Dynamic Range and the Human Eye

Discussion in 'Architecture and Products' started by Dave Baumann, Feb 29, 2004.

  1. bloodbob

    bloodbob Trollipop
    Veteran

    Joined:
    May 23, 2003
    Messages:
    1,630
    Likes Received:
    27
    Location:
    Australia
    Maybe my eye sight is really good or maybe 8 bit compentents aren't enough but I can see the rectangles and you can see banding much better when it moves.

    *Removed image it was too small*

    Its not so much that we need more then 16 million colours we don't its that we need more resolution in the luminance you couldn't easily tell the difference if I had slightly altered the luminace.
     
  2. Rolf N

    Rolf N Recurring Membmare
    Veteran

    Joined:
    Aug 18, 2003
    Messages:
    2,494
    Likes Received:
    55
    Location:
    yes
    These slides do nothing but demonstrate just how full of it the peeps at Microsoft are these days.

    Is high dynamic range beneficial for graphics? Yes, certainly. Does Microsoft in any way show an understanding of why this is so? No. Whoever authored these slides doesn't have the slightest clue. He/she/it/them doesn't even seem to understand the difference between range and precision. Duh.
     
  3. rwolf

    rwolf Rock Star
    Regular

    Joined:
    Oct 25, 2002
    Messages:
    968
    Likes Received:
    54
    Location:
    Canada
  4. DemoCoder

    Veteran

    Joined:
    Feb 9, 2002
    Messages:
    4,733
    Likes Received:
    81
    Location:
    California
    the sRGB color space, irrespective of dynamic range, cannot represent the full gamut of the human visual system, and most of our display devices are curtailed in the color reproduction ability.

    It's not the total number of colors, it's the right colors.
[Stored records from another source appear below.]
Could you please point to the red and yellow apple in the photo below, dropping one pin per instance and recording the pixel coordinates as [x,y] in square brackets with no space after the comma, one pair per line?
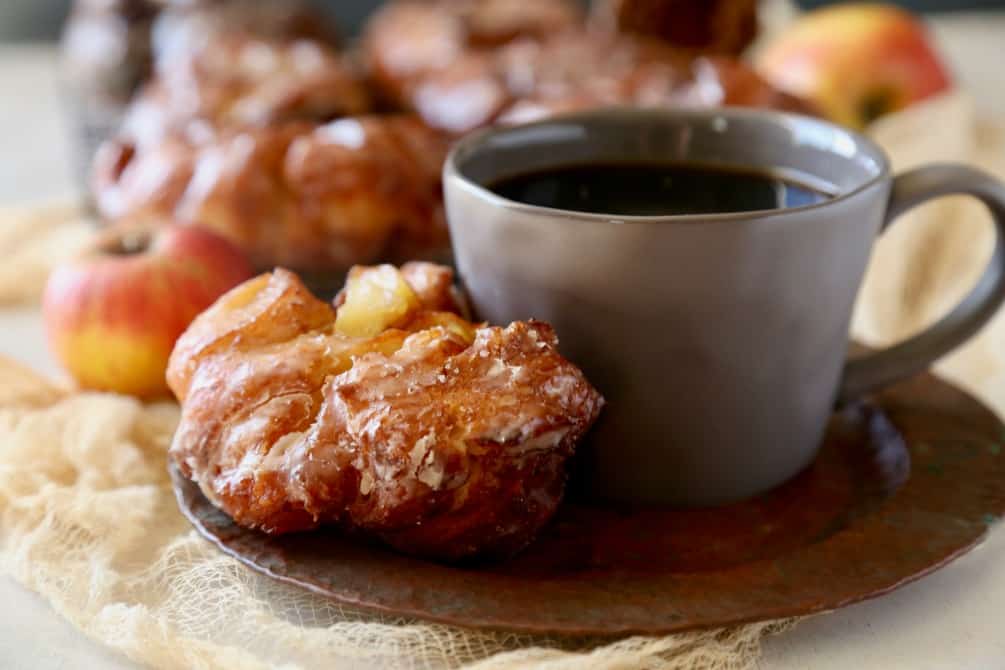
[114,314]
[854,61]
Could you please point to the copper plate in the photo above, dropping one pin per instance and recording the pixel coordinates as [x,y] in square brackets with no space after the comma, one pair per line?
[902,485]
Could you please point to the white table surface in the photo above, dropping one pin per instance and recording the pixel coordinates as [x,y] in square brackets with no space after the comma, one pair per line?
[953,619]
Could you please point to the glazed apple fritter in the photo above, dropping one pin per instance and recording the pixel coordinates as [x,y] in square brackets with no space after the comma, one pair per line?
[425,58]
[243,80]
[390,415]
[318,198]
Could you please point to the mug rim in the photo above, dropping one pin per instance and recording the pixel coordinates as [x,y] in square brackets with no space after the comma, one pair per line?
[452,174]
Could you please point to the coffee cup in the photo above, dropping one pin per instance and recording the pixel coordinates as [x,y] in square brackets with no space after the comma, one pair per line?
[720,340]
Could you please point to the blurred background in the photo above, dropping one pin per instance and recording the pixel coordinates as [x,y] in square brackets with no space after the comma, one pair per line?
[31,20]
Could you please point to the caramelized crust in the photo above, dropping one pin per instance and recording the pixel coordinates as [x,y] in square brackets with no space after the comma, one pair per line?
[316,198]
[440,437]
[414,48]
[724,27]
[235,79]
[424,57]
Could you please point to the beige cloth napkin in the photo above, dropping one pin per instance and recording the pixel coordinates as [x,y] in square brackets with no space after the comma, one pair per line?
[88,521]
[932,256]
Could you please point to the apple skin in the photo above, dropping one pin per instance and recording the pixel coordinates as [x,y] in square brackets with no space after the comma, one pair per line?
[855,62]
[113,318]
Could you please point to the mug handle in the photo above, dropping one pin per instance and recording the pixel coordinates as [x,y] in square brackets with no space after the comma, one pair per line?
[877,370]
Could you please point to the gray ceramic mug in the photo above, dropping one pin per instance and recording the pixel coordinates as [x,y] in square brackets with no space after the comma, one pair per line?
[719,341]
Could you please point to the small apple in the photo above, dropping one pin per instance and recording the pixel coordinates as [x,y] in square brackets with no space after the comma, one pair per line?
[114,314]
[855,62]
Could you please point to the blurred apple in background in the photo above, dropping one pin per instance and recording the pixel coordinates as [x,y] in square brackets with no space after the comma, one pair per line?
[113,315]
[855,62]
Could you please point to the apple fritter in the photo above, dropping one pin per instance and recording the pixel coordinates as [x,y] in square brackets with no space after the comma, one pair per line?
[390,415]
[722,27]
[456,83]
[242,80]
[318,198]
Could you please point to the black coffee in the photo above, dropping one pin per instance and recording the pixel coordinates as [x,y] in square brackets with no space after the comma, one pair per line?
[647,189]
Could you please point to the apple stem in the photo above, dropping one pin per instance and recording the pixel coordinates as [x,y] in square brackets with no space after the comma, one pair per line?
[876,103]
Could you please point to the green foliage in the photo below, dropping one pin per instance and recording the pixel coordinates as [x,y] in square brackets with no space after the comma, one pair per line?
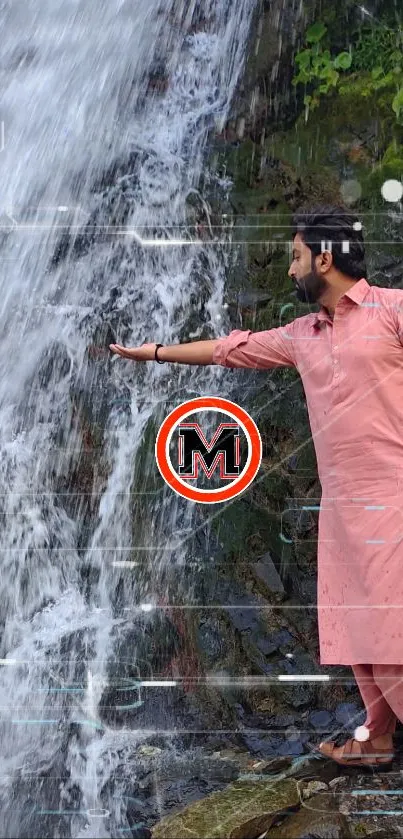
[375,63]
[317,67]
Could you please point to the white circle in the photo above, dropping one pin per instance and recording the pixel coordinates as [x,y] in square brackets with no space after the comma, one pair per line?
[217,411]
[392,190]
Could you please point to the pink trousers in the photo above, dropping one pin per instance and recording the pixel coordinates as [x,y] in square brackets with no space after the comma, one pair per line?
[381,689]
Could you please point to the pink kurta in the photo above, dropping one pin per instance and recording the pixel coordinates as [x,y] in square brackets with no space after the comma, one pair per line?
[352,373]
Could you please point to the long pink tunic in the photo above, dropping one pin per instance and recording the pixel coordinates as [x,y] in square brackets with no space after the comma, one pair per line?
[352,373]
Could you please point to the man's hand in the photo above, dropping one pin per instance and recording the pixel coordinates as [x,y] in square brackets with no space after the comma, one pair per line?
[144,353]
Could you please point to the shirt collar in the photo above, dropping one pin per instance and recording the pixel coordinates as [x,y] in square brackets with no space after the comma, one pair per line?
[356,293]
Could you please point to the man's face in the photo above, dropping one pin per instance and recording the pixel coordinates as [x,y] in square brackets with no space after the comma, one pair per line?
[309,284]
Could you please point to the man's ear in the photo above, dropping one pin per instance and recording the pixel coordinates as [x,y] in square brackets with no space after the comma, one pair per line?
[326,260]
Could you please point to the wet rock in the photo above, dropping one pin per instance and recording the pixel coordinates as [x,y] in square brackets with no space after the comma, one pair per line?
[266,572]
[283,720]
[321,719]
[241,811]
[312,787]
[318,821]
[292,747]
[340,781]
[349,714]
[265,746]
[211,640]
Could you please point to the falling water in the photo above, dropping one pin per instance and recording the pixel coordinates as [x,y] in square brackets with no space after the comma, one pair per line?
[94,164]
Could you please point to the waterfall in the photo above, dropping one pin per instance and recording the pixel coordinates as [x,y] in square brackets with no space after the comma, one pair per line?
[96,165]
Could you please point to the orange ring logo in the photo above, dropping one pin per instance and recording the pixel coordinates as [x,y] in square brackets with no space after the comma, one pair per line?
[242,418]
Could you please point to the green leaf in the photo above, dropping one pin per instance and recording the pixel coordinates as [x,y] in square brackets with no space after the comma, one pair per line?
[397,103]
[315,32]
[376,72]
[342,61]
[303,58]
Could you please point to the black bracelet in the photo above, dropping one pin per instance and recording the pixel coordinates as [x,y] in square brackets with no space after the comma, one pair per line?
[155,356]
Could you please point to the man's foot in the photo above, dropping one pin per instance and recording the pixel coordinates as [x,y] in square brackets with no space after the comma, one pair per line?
[376,752]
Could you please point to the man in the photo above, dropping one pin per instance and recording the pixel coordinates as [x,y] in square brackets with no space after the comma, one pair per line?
[350,359]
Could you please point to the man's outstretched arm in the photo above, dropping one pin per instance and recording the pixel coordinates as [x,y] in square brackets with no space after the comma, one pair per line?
[241,348]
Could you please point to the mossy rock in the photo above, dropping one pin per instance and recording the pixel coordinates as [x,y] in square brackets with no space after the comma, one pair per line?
[243,810]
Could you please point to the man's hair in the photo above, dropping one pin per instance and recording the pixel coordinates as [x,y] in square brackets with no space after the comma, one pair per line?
[321,225]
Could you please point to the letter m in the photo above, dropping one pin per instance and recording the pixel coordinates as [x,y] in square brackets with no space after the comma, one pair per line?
[194,450]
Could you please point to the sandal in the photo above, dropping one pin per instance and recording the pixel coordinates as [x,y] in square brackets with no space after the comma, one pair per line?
[366,755]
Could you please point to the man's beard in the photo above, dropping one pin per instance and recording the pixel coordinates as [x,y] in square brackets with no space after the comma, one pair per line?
[310,287]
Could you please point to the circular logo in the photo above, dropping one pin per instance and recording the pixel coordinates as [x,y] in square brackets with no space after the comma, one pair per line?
[239,418]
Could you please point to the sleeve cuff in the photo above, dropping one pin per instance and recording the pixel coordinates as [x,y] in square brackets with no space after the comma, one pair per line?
[228,343]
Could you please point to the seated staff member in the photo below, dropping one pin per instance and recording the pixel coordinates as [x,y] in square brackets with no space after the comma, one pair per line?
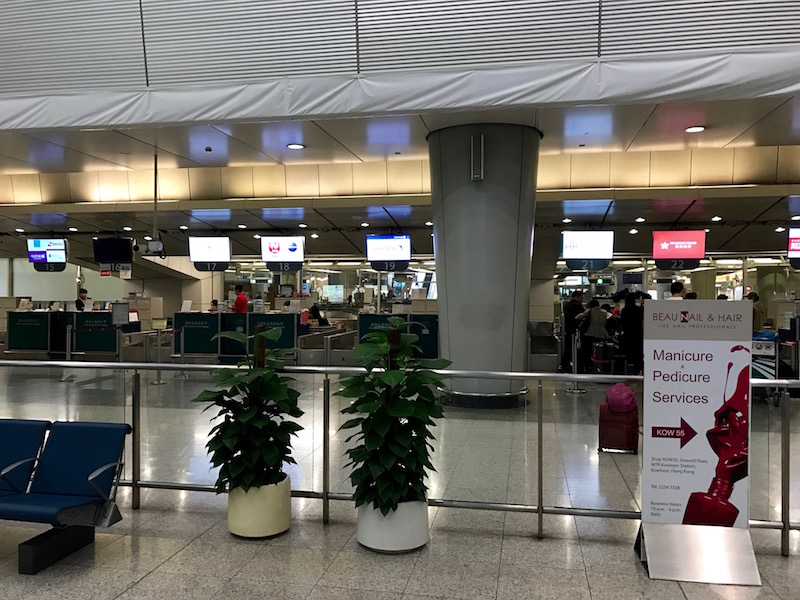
[240,305]
[80,303]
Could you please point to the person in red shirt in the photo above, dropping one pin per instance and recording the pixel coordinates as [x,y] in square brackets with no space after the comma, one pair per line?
[241,300]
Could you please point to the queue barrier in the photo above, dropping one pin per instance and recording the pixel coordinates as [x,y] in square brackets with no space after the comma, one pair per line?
[137,483]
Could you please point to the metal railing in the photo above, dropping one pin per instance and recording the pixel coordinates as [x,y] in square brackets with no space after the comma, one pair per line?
[137,483]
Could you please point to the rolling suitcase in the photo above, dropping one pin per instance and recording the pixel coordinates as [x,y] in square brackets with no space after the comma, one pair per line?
[619,421]
[603,357]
We actually see less than 16 million colors.
     
  5. Reverend

    Banned

    Joined:
    Jan 31, 2002
    Messages:
    3,266
    Likes Received:
    24
    I'll have somethuing to say about this but I'm in a hurry to meet a client now... later.
     
  6. Magic-Sim

    Newcomer

    Joined:
    Nov 14, 2003
    Messages:
    99
    Likes Received:
    0
    Location:
    Calais (France)
    LeGreg : You shloud defintely play with this demo ( http://www.daionet.gr.jp/~masa/rthdribl/ ) with graphical hardware taht don't revert to FP16 for any reason based on the age of the captain ;)


    FP24 computations with FX8 output just renders things correctly, and accurately. Moreover, the pupil effect is quite realistic.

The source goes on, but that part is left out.